Tuesday, December 20, 2022

Avoiding liability missteps with year-end bonuses


As employers plan for year-end bonus payments to employees, you need to learn the difference between nondiscretionary bonuses, discretionary bonuses, and special occasion bonuses (such as holiday or other gifts). Otherwise, you risk finding a Department of Labor lump of coal in your wage and hour stocking.

What's the difference between these three types of bonus payments?

Nondiscretionary Bonuses

Under the FLSA, an employer must include nondiscretionary bonuses (which the DOL unhelpfully defines as any “bonus that fails to meet the statutory requirements of a discretionary bonus”) in the regular rate of pay of non-exempt employees. As a result, these bonus payments will increase an employer’s overtime liability to non-exempt employees who work more than 40 hours in a work week. Examples of nondiscretionary bonuses include bonuses based on a predetermined formula such production bonuses; bonuses for quality/accuracy of work; attendance bonuses; and safety bonuses.

Discretionary Bonuses

A discretionary bonus qualifies for exclusion from the regular rate if the employer retains sole discretion both as to the fact of payment and the amount of payment, and it cannot be required per a contract, agreement, or promise. Examples of discretionary bonuses include a one-time payment for meeting a goal or challenge; employee-of-the-month/year bonuses; and severance payments.

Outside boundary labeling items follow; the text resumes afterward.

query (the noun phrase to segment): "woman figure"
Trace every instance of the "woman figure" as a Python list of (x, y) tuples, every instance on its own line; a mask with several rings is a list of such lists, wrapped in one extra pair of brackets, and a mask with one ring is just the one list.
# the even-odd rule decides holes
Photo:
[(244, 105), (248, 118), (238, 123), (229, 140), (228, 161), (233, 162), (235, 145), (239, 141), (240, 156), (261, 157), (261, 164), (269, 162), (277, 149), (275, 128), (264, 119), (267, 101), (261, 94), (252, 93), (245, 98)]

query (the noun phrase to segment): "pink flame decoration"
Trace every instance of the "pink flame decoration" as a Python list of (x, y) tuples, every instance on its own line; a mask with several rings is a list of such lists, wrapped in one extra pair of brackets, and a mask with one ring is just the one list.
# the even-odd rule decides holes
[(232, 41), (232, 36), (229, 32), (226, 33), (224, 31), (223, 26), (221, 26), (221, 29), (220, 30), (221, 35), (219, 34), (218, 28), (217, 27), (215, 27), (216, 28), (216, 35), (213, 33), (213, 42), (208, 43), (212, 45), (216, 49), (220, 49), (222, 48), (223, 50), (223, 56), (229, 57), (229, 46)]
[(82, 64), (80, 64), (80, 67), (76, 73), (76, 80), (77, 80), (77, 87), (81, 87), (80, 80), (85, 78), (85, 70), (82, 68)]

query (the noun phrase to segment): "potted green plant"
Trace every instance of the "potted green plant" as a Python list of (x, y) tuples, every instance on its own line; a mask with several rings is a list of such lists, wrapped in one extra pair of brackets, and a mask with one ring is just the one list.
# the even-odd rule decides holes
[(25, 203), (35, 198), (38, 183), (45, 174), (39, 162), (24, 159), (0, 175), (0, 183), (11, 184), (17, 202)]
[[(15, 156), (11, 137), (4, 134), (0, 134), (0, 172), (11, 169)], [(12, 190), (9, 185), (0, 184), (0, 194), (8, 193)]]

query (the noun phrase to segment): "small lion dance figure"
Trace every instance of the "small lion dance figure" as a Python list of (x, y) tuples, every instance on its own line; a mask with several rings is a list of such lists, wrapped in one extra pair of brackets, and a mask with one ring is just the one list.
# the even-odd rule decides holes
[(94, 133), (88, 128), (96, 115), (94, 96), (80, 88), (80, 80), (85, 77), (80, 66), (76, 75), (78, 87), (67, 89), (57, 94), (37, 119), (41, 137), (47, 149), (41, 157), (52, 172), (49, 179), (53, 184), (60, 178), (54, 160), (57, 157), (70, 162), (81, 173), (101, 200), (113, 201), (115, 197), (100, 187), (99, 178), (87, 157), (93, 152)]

Gifts, Holiday, and Special Occasion Bonuses

A gift, holiday, or special occasion bonus qualifies for exclusion from the regular rate if it’s a bona fide gift. If it is in any way measured by hours worked, production, or efficiency, it is so large that employees would reasonably consider it part of their wages, or it is paid pursuant to some agreement or policy, then the bonus cannot be considered to be a gift and must be included in the regular rate for overtime purposes.

Calculating the Regular Rate with a Bonus Payment

Where a bonus payment is considered a part of the regular rate at which an employee is employed, it must be included in computing the regular hourly rate of pay and overtime compensation. For purposes of calculating the regular rate of pay, the bonus does not have to be included in its entirety in the week it is paid. Instead, an employer can apportion the bonus amount back over the workweeks of the period during which it was earned. The employee must then receive an additional amount of compensation for each workweek that he worked overtime during the period equal to one-half of the hourly rate of pay allocable to the bonus for that week multiplied by the number of statutory overtime hours worked during the week. If it is impossible to allocate the bonus, an employer can select some other reasonable and equitable method of allocation.

Conclusion

Like most wage and hour issues, the handling of bonus payments to non-exempt employees is complex and presents a real trap for the unwary employer. If you are considering paying a year-end or other bonus to hourly and salaried non-exempt employees, seriously consider running it past employment counsel before making the payments.